Our study is limited by the cross-sectional design, and by the inability to separate scoliotic changes in the lumbar spine from potential lumbar fractures. Despite this, the data are clear with regard to a lack of association between lumbar scoliosis and advancing hip osteoporosis at either the FN or total proximal density sites. We also did not examine thoracic scoliosis, or compare data in men, both subjects that we hope to study in the future, and hope that modifiers of scoliosis can be addressed in prospective studies. Another limitation is that many comorbidities, influences of lifestyle, and medication history were not included in our analysis, and are likely to affect both the determination of osteoporosis and potentially the progression of scoliosis. Because ours was a retrospective study, an a priori power calculation was not performed. We did perform a post hoc power analysis for the partial correlation between lumbar scoliosis and osteoporosis while adjusting for 2 covariates—age and weight. Using an α of .05, a null correlation of 0, and our actual sample size of 300, analysis showed we had high power (> 99%) to detect even a weak partial correlation of 0.30. This supports our conclusion that an association between scoliosis and osteoporosis could not be identified.

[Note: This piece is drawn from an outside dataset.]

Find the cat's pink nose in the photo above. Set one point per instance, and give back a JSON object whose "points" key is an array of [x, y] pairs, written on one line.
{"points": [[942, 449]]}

Our analysis will help clinicians to answer their patients' questions regarding the discrepancy between spine and hip densities, etiology of their back pain, and speculation as to height loss during aging. Importantly, a majority of all fractures, including vertebral fractures, are not attributable to osteoporotic bone density,[35] and this recent study also suggested that the magnitude of association between BMD and fracture risk decreases over time. Thus, although osteoporosis is clearly associated with risk of fracture, other risks, including falls and other morbidities of aging, predominate—and when our data reveal that the prevalence of scoliosis increases. In the future, the contribution of lumbar scoliosis, which will inherently alter mechanics of the spine, both to lumbar and thoracic fracture burden in older patients, will be an important area of investigation.